P.S. I know I’m not to expect any letters in return, and I’ve been warned not to bother you with questions, but tell me, Daddy, just this once – are you awfully old or just a little old? And are you perfectly bald or just a little bald? It is very difficult thinking about you in the abstract like a theorem in geometry.

Given a tall rich man who hates girls, but is very generous to one quite impertinent girl, what does he look like?

 

R.S.V.P.

 

 

December 19th

 

Dear Daddy-Long-Legs,

 

You never answered my question and it was very important. ARE YOU BALD?

I have it planned exactly what you look like – very satisfactorily – until I reach the top of your head, and then I stop. I can’t decide whether you have white hair or black hair or sort of sprinkly grey hair or maybe none at all.

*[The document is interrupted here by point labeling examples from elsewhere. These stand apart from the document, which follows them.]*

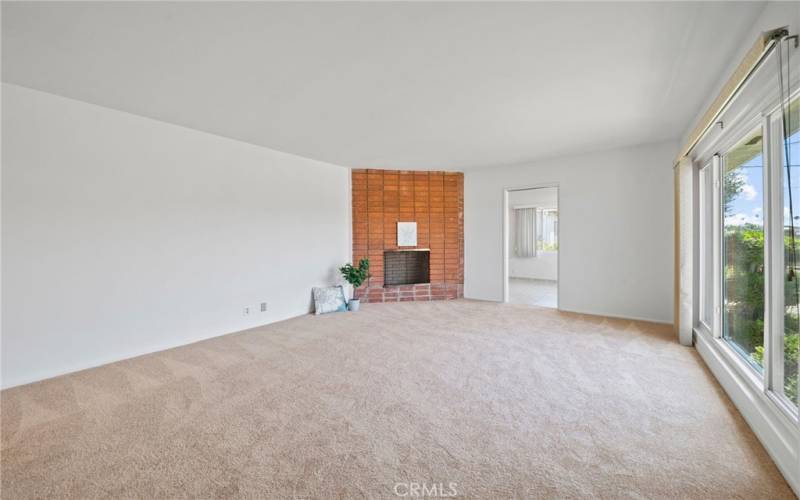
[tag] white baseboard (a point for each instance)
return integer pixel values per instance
(777, 433)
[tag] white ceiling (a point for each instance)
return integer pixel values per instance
(392, 85)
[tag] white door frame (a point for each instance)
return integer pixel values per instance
(507, 232)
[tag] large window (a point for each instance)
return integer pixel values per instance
(743, 248)
(790, 153)
(749, 249)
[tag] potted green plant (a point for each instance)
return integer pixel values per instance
(355, 276)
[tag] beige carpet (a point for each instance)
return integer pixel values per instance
(504, 401)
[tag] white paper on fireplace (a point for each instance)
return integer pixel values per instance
(406, 234)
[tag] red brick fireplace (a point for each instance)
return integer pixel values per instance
(435, 201)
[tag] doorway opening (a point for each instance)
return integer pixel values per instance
(532, 244)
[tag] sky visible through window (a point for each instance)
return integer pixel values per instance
(747, 208)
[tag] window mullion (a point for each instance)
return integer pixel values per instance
(773, 342)
(717, 246)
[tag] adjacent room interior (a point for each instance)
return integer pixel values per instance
(400, 250)
(532, 247)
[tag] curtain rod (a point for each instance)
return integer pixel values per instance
(771, 38)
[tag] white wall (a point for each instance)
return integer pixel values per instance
(616, 226)
(122, 235)
(545, 265)
(774, 15)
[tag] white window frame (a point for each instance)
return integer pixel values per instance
(770, 382)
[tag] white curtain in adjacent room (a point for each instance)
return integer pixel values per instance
(525, 242)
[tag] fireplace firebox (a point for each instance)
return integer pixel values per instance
(406, 267)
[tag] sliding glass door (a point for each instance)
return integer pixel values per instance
(743, 248)
(788, 156)
(749, 250)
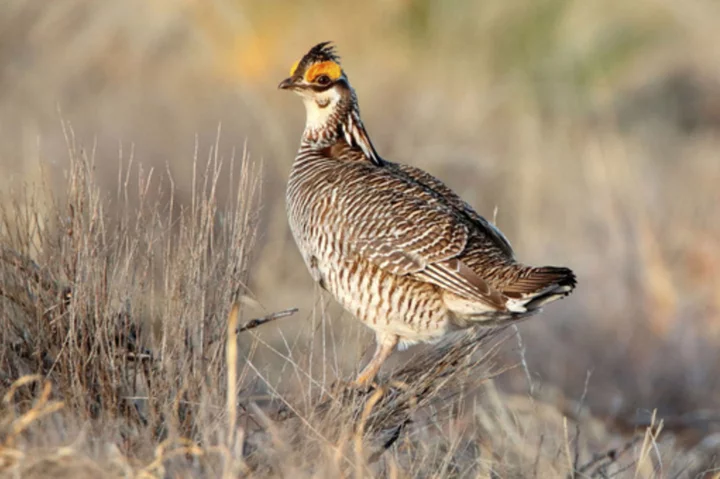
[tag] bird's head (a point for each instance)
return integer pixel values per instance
(319, 79)
(330, 102)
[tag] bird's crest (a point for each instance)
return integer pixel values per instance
(322, 59)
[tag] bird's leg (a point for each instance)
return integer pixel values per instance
(383, 349)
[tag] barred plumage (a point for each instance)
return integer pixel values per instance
(394, 245)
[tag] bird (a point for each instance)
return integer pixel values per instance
(395, 246)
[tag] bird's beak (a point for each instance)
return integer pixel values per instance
(286, 84)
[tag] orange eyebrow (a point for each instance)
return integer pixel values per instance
(294, 67)
(329, 68)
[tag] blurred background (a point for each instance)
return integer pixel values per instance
(589, 130)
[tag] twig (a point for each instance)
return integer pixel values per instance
(611, 456)
(254, 323)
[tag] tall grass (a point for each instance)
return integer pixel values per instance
(590, 129)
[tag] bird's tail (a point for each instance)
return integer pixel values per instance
(536, 287)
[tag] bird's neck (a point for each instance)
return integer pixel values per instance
(340, 123)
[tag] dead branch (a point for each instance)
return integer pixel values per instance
(254, 323)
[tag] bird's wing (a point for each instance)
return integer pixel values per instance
(490, 231)
(404, 229)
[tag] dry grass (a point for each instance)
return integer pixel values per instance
(592, 129)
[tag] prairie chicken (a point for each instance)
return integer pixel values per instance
(395, 246)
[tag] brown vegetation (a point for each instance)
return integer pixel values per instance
(127, 237)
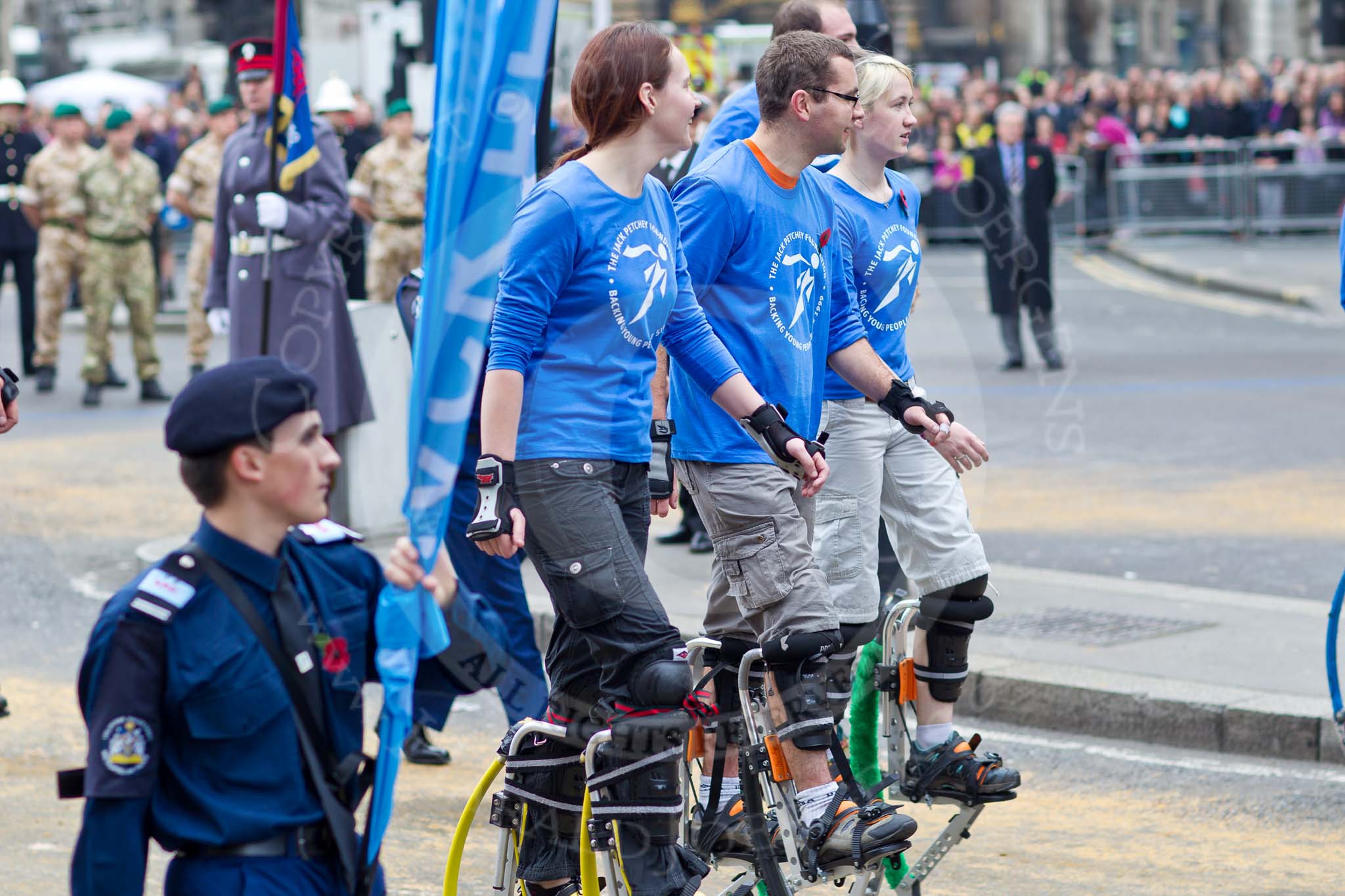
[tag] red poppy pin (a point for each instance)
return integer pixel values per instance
(335, 656)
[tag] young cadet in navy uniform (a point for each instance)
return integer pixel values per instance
(192, 734)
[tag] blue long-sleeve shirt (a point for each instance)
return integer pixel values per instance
(191, 736)
(762, 257)
(738, 119)
(879, 270)
(595, 281)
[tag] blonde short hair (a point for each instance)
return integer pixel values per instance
(877, 74)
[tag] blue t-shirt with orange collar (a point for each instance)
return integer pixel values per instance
(761, 253)
(880, 269)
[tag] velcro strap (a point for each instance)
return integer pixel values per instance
(622, 773)
(518, 763)
(70, 784)
(957, 673)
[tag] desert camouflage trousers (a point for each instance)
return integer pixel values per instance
(61, 258)
(198, 270)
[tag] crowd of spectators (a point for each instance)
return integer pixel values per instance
(1294, 109)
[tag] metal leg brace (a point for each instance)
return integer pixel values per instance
(898, 684)
(508, 807)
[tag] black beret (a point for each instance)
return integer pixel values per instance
(236, 402)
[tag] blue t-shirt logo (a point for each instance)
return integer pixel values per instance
(798, 288)
(899, 254)
(639, 269)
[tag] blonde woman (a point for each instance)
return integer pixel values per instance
(885, 473)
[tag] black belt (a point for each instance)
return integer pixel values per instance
(309, 843)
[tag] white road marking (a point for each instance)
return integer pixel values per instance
(1195, 763)
(1113, 274)
(87, 586)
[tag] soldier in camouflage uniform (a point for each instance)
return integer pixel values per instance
(18, 240)
(53, 209)
(119, 196)
(192, 191)
(389, 191)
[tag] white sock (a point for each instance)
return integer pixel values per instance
(933, 735)
(730, 792)
(814, 801)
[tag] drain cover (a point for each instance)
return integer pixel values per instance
(1093, 628)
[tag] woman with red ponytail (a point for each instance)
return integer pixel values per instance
(594, 284)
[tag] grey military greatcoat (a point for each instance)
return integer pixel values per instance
(310, 324)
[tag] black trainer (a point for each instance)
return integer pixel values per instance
(151, 391)
(858, 836)
(953, 769)
(420, 752)
(728, 836)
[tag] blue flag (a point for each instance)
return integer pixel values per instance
(491, 66)
(290, 114)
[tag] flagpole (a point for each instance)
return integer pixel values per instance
(282, 60)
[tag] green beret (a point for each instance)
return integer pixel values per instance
(116, 119)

Would you like to know what colour your eyes are? They’re grey, and your eyebrows stick out like a porch roof, and your mouth is a straight line with a tendency to turn down at the corners. Oh, you see, I know! You’re an actual old thing with a temper.

(Chapel bell.)

 

 

P.m.

 

I have a new unbreakable rule: never to study at night no matter how many written reviews are coming in the morning. Instead, I read just plain books – I have to, you know, because there are eighteen blank years behind me. You wouldn’t believe, Daddy, what an abyss of ignorance my mind is; I am just realizing the depths myself.

I never read “Mother Goose” or “David Copperfield” or “Ivanhoe” or “Cinderella” or “Blue Beard” or “Robinson Crusoe” or “Jane Eyre” or “Alice in Wonderland” or a word of Rudyard Kipling. I didn’t know that Henry the Eighth was married more than once or that Shelley was a poet. I didn’t know that people used to be monkeys and that the Garden of Eden was a beautiful myth. I didn’t know that George Eliot was a lady. I had never seen a picture of the “Mona Lisa” and (it’s true but you won’t believe it) I had never heard of Sherlock Holmes.

Now, I know all of these things and a lot of others besides, but you can see how much I need to catch up. And oh, but it’s fun! I look forward all day to evening, and then I put a “do not disturb” on the door and get into my nice red bath robe and furry slippers and pile all the cushions behind me on the couch, and light the lamp at my elbow, and read and read and read. One book isn’t enough. I have four going at once. Just now, they’re Tennyson’s poems and “Vanity Fair” and Kipling’s “Plain Tales”. I find that I am the only girl in college who wasn’t brought up on “Little Women”. I haven’t told anybody though (that would stamp me as strange). I just quietly went and bought it with $1.12 of my last month’s allowance.

(Ten o’clock bell. This is a very interrupted letter.)

 

 

Sunday

 

The Christmas holidays begin next week and the trunks are up. The corridors are so filled up that you can hardly get through, and everybody is so noisy with excitement that studying is getting left out. I’m going to have a beautiful time in vacation; there’s another Freshman who lives in Texas staying behind, and we are planning to take long walks and if there’s any ice – learn to skate. Then there is still the whole library to be read – and three empty weeks to do it in!

Goodbye, Daddy, I hope that you are feeling as happy as am.

 

Yours ever,

Judy

 

P.S. Don’t forget to answer my question. If you don’t want the trouble of writing, have your secretary telegraph. He can just say:

Mr. Smith is quite bald,

or

Mr. Smith is not bald,

or

Mr. Smith has white hair.

And you can spend the twenty-five cents out of my allowance.

Goodbye till January – and a merry Christmas!